Solution Best Practices
Pre-Filtering Accuracy in Vector Searches
Users of our vector database sometimes face challenges with pre-filtering, particularly when trying to distinguish between closely related search terms. For example, a search for "Northern Africa" might erroneously pull up results for "Southern Africa" because traditional vector search methods can't effectively differentiate between the two.
For those looking to refine their search capabilities, we suggest considering an external fuzzy filtering solution such as the rapidfuzz library to enhance the precision of search results. By creating a synonym list relevant to your domain, you can ensure that searches are not only comprehensive but also contextually accurate. See this link for more information
Selecting the Right AWS EC2 Instance for Marqo Docker Containers
Running Marqo Docker containers on AWS EC2 instances may fail due to insufficient resources or compatibility issues with certain Ubuntu versions and cgroup configurations.
Ensure your AWS EC2 instance is appropriately sized and your Ubuntu version is compatible with Marqo's requirements. Start with an instance that has at least 2 vCPUs and 8GB RAM, like the t2.large. Marqo can struggle on smaller instances, like the t2.micro, due to limited memory and processing power.
Selecting Appropriate Models and Optimal Weights for Multimodal Search with Marqo
Choosing the right models and determining the optimal balance between text and image weights for multimodal search indexing is crucial for performance but can be complex and nuanced.
Follow these guidelines to streamline the selection of models and weights for multimodal searches using Marqo:
- Understand Your Data: The nature of your data should guide the model and weight choice.
- For text-rich content, prioritize text weights. An xlm b-32 model with a balanced or slightly text-favored weight distribution (e.g., 50/50 or 60/40 image/text) often yields the best results.
- For data where images carry more information, like stock images, increase the image weight. Use the default model with a higher image weight proportion (80/20, 90/10, or 95/5 image/text).
- Experiment with Weights: Start with sensible weight distributions based on past empirical results.
- For image-focused data, begin with a 90/10 image/text ratio.
- For text-focused data, a 60/40 image/text ratio is a good starting point.
- Iterate and Optimize: Perform manual inspections and tweak the model and weights accordingly.
- Look for qualities like clarity, relevance, and completeness in your search results to judge the effectiveness of your current setup.
- Be prepared to swap models and adjust weights multiple times to hone in on the most effective configuration.
Customizing Search Result Presentation
The style of my results doesn’t look how I want it to or it doesn’t match my brand/platform.
One of the best ways to tailor your results is with prompting. Similar to how you can prompt LLMs you can prompt your queries (and hide this from an end user).

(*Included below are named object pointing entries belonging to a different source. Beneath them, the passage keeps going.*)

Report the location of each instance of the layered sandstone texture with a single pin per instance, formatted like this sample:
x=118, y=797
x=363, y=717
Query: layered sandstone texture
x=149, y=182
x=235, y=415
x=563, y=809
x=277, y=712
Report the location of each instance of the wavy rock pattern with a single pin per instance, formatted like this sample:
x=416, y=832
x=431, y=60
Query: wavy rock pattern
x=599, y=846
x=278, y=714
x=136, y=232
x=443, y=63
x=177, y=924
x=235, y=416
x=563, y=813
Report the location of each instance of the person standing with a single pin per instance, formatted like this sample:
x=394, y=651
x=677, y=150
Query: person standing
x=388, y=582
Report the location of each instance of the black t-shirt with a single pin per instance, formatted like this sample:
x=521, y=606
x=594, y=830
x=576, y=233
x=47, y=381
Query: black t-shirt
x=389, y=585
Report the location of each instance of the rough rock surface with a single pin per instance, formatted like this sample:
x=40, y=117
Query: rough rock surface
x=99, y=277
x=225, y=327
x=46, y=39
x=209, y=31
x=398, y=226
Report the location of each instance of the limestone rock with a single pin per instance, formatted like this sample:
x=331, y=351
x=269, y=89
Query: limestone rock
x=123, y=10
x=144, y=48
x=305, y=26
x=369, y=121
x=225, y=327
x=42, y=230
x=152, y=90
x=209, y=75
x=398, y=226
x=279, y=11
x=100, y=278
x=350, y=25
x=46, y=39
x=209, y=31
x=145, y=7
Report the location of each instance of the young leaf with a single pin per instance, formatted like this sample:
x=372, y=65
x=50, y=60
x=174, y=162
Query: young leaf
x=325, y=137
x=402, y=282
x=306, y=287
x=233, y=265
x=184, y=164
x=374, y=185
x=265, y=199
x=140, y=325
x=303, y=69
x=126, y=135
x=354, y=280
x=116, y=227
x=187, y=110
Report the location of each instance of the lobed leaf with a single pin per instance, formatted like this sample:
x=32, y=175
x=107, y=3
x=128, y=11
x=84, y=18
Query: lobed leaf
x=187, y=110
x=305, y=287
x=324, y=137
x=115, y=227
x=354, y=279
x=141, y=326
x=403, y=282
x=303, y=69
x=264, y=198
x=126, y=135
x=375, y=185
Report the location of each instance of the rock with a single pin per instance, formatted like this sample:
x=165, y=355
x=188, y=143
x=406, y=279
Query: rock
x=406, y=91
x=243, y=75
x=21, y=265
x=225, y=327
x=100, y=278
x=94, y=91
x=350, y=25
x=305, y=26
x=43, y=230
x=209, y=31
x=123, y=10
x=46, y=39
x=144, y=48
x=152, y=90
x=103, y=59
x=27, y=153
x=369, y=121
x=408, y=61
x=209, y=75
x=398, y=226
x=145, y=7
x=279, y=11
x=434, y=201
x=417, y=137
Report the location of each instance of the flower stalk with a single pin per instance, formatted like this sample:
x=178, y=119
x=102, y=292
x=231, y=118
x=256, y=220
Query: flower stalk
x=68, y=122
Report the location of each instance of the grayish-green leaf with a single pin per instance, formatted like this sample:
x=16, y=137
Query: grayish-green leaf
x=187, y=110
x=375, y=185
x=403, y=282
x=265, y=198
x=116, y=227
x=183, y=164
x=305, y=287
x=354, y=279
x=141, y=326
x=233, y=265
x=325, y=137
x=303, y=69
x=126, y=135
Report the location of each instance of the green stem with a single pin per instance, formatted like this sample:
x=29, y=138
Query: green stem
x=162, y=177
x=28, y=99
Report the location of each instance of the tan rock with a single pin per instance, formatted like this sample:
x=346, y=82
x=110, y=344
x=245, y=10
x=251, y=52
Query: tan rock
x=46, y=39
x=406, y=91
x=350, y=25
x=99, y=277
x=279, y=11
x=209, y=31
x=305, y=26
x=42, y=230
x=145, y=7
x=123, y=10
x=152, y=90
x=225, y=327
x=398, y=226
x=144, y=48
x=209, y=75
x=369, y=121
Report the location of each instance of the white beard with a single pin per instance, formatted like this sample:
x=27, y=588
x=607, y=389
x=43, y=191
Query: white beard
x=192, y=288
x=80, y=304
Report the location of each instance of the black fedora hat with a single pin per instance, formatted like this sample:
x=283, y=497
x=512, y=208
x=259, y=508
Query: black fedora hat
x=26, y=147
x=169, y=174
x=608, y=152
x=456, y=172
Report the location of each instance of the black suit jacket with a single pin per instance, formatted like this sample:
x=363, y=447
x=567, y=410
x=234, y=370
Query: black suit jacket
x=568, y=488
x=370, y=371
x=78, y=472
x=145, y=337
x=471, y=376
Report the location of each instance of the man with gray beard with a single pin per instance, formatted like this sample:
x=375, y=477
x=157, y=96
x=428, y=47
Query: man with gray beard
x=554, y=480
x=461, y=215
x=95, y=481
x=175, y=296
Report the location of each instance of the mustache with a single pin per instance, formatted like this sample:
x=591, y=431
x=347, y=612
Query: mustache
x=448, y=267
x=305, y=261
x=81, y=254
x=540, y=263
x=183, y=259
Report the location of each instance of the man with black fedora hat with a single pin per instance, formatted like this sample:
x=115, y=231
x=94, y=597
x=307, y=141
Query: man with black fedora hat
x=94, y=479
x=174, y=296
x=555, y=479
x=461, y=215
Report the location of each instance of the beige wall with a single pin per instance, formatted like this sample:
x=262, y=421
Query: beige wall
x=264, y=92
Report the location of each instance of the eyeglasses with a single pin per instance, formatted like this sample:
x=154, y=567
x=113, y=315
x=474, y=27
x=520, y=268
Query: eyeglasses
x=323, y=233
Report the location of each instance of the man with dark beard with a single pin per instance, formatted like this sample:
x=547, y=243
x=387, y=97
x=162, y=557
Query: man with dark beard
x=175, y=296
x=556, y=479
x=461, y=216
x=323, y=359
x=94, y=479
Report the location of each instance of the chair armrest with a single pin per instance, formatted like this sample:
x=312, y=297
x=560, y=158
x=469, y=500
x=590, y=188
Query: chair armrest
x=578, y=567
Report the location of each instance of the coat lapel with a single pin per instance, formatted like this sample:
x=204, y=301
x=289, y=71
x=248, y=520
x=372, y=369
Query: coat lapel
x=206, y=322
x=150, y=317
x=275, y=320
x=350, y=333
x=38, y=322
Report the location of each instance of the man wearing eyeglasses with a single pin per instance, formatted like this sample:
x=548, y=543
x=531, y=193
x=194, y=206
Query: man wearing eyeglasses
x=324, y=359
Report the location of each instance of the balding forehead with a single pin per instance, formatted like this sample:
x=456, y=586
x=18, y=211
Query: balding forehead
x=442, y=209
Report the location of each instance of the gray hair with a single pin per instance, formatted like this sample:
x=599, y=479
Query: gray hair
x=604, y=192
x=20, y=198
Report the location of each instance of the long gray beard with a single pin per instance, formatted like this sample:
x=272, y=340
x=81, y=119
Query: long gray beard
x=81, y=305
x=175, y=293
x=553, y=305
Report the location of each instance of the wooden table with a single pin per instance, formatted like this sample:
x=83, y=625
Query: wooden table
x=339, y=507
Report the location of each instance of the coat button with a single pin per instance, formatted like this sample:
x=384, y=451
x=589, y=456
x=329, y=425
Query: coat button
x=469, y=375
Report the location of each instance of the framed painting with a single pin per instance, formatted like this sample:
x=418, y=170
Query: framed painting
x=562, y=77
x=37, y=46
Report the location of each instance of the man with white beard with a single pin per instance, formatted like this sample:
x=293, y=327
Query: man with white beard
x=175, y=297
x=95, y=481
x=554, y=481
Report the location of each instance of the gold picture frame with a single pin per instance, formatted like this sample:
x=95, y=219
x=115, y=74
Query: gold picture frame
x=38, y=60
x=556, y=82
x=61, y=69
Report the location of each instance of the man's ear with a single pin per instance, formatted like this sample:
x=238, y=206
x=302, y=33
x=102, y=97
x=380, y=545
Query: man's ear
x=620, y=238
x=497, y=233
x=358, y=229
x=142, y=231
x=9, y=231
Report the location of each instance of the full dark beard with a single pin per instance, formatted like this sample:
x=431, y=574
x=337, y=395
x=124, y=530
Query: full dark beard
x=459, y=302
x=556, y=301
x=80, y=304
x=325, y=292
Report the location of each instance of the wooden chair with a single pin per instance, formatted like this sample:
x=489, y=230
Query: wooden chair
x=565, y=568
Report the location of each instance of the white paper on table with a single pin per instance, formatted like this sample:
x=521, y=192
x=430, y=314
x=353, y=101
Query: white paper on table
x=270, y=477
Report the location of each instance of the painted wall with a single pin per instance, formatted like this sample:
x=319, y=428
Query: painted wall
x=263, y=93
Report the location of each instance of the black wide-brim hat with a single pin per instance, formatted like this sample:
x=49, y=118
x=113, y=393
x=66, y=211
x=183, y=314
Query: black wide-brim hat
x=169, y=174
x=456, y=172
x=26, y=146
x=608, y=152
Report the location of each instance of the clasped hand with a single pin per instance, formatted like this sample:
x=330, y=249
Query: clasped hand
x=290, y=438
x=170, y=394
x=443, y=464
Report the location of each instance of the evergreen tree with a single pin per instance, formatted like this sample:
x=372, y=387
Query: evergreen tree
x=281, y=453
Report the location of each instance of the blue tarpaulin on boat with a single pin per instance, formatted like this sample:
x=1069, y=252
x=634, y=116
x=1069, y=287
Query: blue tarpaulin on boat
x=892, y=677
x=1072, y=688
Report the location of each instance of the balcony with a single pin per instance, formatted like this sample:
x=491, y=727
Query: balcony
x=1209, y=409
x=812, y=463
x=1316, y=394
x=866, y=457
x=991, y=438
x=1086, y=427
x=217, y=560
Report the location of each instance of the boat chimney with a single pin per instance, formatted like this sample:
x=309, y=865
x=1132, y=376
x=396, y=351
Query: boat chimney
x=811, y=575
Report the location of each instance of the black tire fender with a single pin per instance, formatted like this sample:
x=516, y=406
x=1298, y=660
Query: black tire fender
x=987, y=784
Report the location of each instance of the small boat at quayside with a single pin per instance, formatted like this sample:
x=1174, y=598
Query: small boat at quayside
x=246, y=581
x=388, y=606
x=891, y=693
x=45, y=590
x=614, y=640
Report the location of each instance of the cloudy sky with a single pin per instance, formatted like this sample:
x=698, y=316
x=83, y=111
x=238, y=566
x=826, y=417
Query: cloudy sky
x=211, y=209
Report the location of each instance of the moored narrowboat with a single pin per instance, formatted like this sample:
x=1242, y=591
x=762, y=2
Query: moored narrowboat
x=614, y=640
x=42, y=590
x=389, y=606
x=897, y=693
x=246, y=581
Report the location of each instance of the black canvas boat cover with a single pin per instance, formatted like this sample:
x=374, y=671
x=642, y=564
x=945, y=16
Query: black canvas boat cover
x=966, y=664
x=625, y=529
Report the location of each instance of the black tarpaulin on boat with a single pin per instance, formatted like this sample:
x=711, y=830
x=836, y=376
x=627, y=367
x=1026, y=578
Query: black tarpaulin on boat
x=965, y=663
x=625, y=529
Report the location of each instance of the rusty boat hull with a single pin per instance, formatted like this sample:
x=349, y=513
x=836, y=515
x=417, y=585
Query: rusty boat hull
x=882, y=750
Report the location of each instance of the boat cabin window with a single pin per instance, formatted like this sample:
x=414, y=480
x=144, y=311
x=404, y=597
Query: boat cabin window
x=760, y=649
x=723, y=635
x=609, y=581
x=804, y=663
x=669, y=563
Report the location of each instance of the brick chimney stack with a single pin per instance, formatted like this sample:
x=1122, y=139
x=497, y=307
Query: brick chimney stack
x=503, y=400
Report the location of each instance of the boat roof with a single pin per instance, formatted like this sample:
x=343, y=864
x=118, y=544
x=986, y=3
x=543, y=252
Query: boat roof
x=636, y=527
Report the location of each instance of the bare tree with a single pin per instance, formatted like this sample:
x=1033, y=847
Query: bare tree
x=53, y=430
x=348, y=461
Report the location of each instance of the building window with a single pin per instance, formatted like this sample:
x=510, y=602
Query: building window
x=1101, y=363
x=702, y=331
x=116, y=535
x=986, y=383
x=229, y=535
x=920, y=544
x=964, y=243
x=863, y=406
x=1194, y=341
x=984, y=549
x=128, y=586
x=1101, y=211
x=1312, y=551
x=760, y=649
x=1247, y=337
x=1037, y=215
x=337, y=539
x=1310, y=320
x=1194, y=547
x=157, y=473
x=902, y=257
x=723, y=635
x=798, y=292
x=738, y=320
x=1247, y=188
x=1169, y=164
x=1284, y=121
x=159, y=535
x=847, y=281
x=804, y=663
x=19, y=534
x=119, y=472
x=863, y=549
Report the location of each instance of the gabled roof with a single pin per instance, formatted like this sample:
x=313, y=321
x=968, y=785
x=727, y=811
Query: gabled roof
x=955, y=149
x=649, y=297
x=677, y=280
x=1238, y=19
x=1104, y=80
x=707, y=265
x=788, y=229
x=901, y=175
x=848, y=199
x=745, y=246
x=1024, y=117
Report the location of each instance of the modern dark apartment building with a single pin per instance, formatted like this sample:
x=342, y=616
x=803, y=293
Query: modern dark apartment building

For example in large datasets you may have thousands of relevant items, many of which might have terrible photos. To surface only the higher images you could prefix all searches with “a high quality aesthetic photo of”. Or likewise you could add a negative query term such as “low quality photo, blurry, jpeg artefacts” with a weight of -0.5 to push these sorts of results away.
If you want results to match a style you can quite explicitly ask for them in a query prompt such as, “a stock photo of”, “an oil painting of”, “a cyberpunk neon depiction of”, etc.
The same concepts apply to text search as well.
Optimizing Document Tokenization for Search and Summarization
Finding the right balance in tokenizing lengthy documents (30-50 pages) for efficient search and summarization when using Marqo and a Language Model (LLM).
For precise search results, consider tokenizing your documents into smaller chunks, such as 1-3 sentences, and then add those as separate documents to Marqo. This increases the specificity of the embeddings. However, when broader context is needed, larger segments can capture the essence of concepts spread over multiple sentences.
A practical approach is to tokenize one paragraph (4-6 sentences) per document. Utilize Marqo's text_preprocessing feature to determine the text amount for each vector, starting with a split length of 3 and an overlap of 1 to capture a wider context. For more exact matches, a split length of 2 or 1 could be more effective.
Experiment with different models like the E5, which are adept at embedding longer text pieces (up to 512 tokens). Remember to start queries with "query: " for these models.
When working with LLMs for summarization, consider only sending them the _highlights from Marqo to stay within the token processing limit and ensure relevance. You can also expand the context around the highlights when feeding it to the LLM to balance between search specificity and the need for context in summarization.